Lorem ipsum dolor sit amet, consectetuer adipiscing elit,
sed diam <note content="It sound really funny in latin">nonummy nibh</note>
euismod tincidunt ut laoreet dolore magna aliquam erat volutpat.

Why XML

If you think about it, it's exactly how the whole web is structured : content (actual text) that carries semantic - what you're calling metadata - through html tags.

This way you have a really cool world that opens :

  • Free parser
  • Battle tested way to add metadata to content
  • Ease of use (depending on which users you are targeting)
  • You can easily extract the raw text, without the metadata, as it's a standard features on XML parsers. That is very useful to have an indexable version of your content, so Lorem <note>ipsum</note> is raised when you are searching for lorem ips* for example.

Why XML over Markdown

A website like stackexchange uses markdown as the semantics its content convey is rather basic : emphasis, links/urls, image, header etc. It seems the semantic you're adding to your content is

  1. More complex
  2. Subject to change or must be extensible

Thus I sense Markdown wouldn't be a really good idea. Also Markdown isn't really standardized, and parsing/dumping it might be a pain in the ass, even more a markdownish syntax see Jeff Atwood's post about the WTF he met on parsing Markdown.

On separation between data and metadata

Per se, such separation isn't mandatory. I assume you are looking for the advantage it brings:

  • Possibility to have the raw content without the metadata
  • Separation of concerns: I don't want to have side-effect/complexity overhead when manipulating metadata because of the data, and otherwise.

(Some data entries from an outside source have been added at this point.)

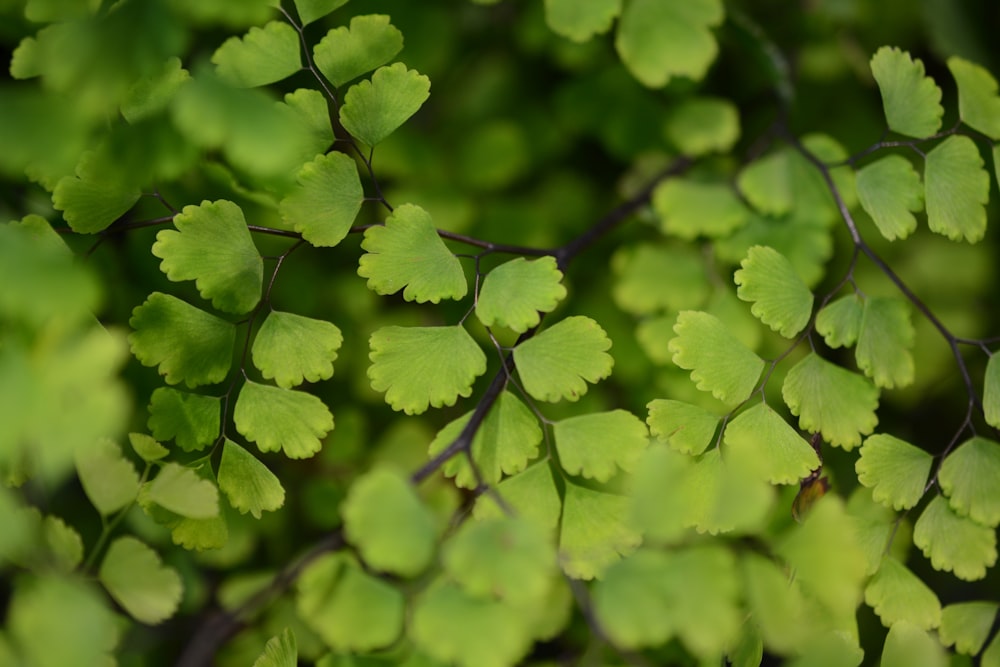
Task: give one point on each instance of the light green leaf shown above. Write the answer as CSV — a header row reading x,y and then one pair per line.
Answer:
x,y
599,444
701,125
761,433
324,204
780,299
595,531
894,470
687,428
896,594
192,421
884,342
182,491
186,343
954,543
262,56
212,246
385,519
109,480
969,477
660,40
688,209
579,21
507,439
890,192
978,102
407,252
966,625
418,367
290,348
282,419
558,362
346,53
373,110
718,362
956,189
514,293
247,482
831,400
137,579
911,100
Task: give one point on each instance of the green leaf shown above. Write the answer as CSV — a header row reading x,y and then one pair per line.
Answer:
x,y
954,543
661,40
385,519
688,209
247,482
912,101
966,625
186,343
324,204
956,189
136,578
890,192
896,594
831,400
780,299
978,102
373,110
579,21
212,246
182,491
262,56
282,419
346,53
595,531
507,439
719,363
687,428
418,367
558,362
407,252
290,348
884,342
514,293
894,470
109,480
192,421
599,444
969,477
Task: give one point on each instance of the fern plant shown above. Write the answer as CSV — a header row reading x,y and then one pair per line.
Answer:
x,y
360,389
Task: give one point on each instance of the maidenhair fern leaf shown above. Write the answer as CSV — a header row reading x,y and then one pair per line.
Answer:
x,y
418,367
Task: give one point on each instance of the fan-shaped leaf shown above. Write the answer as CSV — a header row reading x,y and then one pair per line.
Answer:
x,y
212,246
969,477
407,252
326,200
558,362
718,362
599,444
890,192
373,110
956,189
514,293
912,101
282,419
385,519
346,53
186,343
290,348
421,366
831,400
894,470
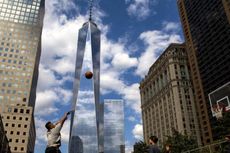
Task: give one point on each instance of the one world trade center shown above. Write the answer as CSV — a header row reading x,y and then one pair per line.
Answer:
x,y
86,128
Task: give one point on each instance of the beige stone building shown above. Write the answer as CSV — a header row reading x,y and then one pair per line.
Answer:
x,y
167,98
20,48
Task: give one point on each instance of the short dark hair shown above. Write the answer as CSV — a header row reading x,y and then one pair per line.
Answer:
x,y
153,138
47,125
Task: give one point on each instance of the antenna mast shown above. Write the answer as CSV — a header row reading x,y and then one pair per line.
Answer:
x,y
90,9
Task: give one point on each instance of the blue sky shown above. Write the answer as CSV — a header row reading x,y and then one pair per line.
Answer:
x,y
134,34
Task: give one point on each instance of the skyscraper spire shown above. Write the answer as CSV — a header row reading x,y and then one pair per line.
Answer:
x,y
90,9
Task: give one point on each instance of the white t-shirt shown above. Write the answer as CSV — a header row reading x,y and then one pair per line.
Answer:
x,y
54,136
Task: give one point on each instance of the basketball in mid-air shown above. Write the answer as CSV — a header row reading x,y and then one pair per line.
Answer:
x,y
88,75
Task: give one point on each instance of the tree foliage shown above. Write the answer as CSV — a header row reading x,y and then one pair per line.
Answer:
x,y
222,126
180,143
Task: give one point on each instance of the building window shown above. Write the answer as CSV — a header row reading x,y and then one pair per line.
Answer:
x,y
15,110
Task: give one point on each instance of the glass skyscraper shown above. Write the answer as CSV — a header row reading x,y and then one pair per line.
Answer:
x,y
20,48
87,119
114,126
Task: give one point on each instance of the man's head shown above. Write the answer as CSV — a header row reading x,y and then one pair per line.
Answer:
x,y
168,147
49,125
227,137
153,139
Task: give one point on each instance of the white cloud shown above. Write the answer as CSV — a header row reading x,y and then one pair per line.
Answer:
x,y
131,118
138,132
156,41
123,61
140,8
45,103
128,147
131,95
171,26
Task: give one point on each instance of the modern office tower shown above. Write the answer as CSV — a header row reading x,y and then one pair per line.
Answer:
x,y
90,131
167,99
4,143
20,48
114,126
206,26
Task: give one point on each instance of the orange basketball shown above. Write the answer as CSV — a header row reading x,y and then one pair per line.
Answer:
x,y
88,75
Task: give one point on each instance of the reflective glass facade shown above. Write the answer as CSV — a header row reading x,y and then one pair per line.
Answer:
x,y
87,120
20,48
113,126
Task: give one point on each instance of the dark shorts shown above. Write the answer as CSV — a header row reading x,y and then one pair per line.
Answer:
x,y
52,150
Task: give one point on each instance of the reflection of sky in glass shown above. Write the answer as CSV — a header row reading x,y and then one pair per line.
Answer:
x,y
113,125
85,117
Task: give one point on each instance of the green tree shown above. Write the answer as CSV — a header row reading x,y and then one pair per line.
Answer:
x,y
140,147
180,143
222,126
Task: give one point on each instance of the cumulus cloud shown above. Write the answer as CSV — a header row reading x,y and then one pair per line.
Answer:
x,y
138,131
171,26
140,9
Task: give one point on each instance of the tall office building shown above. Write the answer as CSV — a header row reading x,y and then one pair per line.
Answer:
x,y
4,143
20,48
91,131
206,25
114,126
167,99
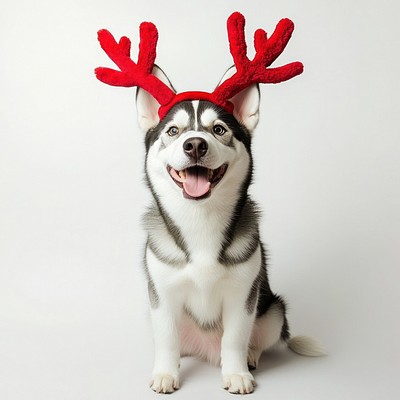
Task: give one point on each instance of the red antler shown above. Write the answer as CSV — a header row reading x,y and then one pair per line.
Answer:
x,y
267,51
131,73
247,72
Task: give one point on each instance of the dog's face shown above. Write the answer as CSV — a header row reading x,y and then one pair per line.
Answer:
x,y
198,150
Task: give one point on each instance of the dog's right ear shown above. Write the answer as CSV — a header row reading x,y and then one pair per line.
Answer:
x,y
147,106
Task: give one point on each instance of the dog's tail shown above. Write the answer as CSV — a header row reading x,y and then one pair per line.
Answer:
x,y
306,346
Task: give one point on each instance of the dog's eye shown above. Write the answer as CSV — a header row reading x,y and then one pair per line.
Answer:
x,y
219,130
173,131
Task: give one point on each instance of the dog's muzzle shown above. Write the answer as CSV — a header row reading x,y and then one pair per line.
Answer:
x,y
197,181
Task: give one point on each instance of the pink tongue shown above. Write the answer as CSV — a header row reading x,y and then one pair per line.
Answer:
x,y
196,184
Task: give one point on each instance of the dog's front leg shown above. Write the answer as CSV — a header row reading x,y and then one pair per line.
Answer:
x,y
166,349
238,324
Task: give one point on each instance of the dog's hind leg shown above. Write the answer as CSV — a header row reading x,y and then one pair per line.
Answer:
x,y
268,330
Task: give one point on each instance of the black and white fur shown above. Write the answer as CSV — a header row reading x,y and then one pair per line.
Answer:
x,y
204,261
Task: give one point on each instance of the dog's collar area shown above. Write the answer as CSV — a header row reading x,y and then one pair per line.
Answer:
x,y
197,181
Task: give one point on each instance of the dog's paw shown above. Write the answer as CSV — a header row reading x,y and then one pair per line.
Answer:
x,y
164,383
242,383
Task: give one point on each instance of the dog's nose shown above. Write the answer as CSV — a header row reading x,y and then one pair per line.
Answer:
x,y
195,148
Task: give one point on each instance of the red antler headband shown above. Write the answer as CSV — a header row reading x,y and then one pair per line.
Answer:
x,y
247,73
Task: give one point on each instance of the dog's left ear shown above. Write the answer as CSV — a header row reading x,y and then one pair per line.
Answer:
x,y
246,103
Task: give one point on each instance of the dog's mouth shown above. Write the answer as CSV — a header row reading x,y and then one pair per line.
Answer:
x,y
197,182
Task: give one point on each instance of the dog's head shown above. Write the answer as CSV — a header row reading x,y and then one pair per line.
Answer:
x,y
198,150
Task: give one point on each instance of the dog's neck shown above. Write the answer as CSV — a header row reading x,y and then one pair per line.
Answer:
x,y
204,230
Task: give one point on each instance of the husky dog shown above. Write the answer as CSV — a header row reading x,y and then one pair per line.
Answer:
x,y
205,264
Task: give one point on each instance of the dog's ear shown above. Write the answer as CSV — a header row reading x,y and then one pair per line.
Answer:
x,y
246,103
147,106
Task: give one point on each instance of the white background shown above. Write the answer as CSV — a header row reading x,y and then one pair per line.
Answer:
x,y
73,308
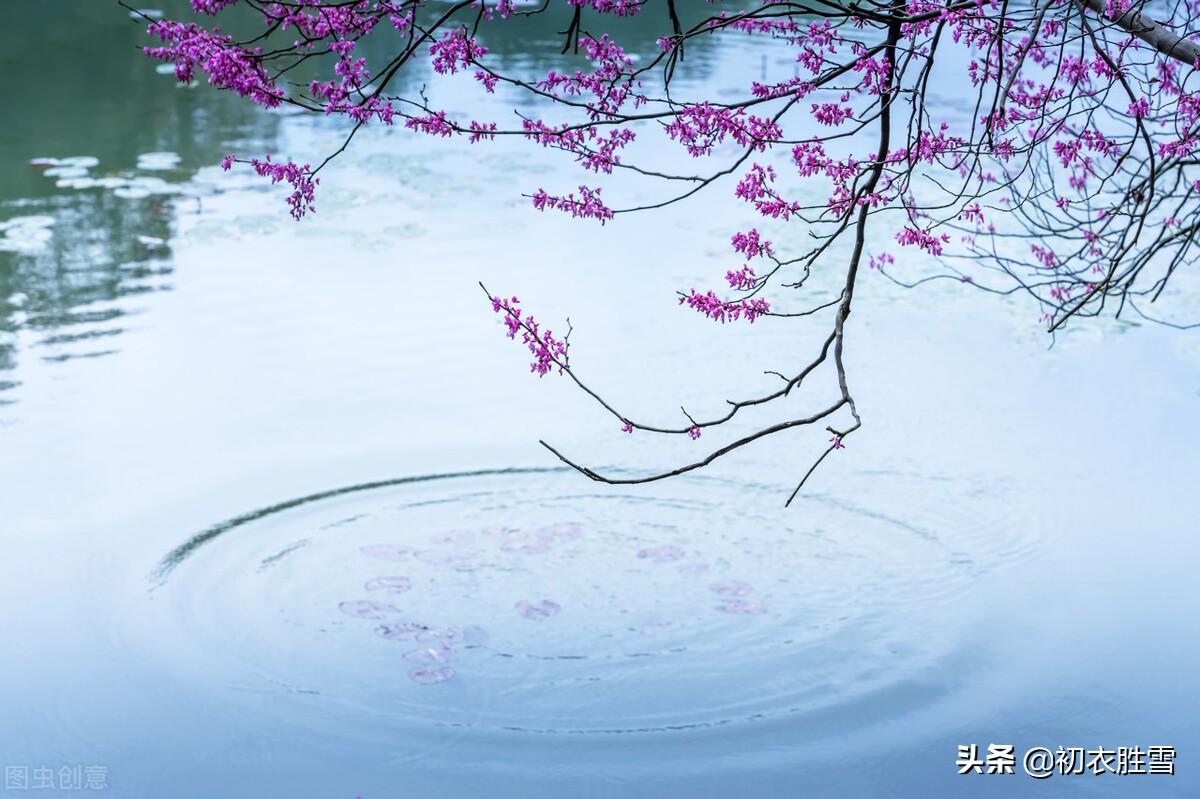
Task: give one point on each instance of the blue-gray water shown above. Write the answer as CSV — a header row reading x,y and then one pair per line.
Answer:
x,y
1006,553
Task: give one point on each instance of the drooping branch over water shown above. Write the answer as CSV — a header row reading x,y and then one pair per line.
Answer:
x,y
1072,180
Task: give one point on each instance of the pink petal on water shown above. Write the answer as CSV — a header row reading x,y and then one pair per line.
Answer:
x,y
454,538
538,611
732,588
387,552
429,656
563,532
400,630
663,553
391,584
365,608
742,607
445,635
526,544
459,560
693,568
431,674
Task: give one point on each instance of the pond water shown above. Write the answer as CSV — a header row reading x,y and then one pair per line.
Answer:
x,y
275,520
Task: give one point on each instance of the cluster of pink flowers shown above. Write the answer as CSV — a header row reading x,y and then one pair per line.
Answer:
x,y
593,150
300,178
750,244
742,278
455,50
547,352
714,307
755,187
587,205
927,241
228,66
610,84
702,126
618,7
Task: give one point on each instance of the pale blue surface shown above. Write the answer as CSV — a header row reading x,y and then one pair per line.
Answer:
x,y
1006,553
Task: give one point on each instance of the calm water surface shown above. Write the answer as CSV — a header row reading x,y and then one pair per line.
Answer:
x,y
275,521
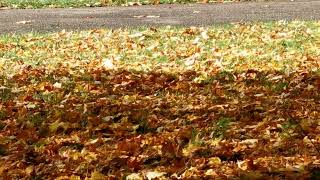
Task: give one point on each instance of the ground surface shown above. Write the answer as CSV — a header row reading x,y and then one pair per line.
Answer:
x,y
221,102
43,20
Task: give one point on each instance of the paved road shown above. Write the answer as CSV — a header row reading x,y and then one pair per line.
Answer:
x,y
44,20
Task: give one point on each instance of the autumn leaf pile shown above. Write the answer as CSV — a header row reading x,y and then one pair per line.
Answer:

All these concerns are cleared by the use of XML. From the XML, you can easily dump any tag-stripped content, and data/metadata are separated, just like attribute and actual text is separated in XML.

Also I don't think you can really have your metadata totally not bound to your data. From what you describe, your metadata are a composition of your data, ie deleting the data leads to metadata deletion. This is where you metadata diverge from the usual HTML/CSS. CSS doesn't disapear when an html element is removed, because it can be applied to other elements. I don't feel this is the case in your metadata.

Having metadata close to the data, as in XML or Markdown, allow an easy understanding (and maybe debugging) of the datas. Also, the example you give on your second thought add some complexity, because for each data I'm reading, I need to query the metadata table to get these. If the relation between your data and your metadata is 1:1 or 1:N, then it's IMO clearly useless, and only brings complexity (a good case of YAGNI).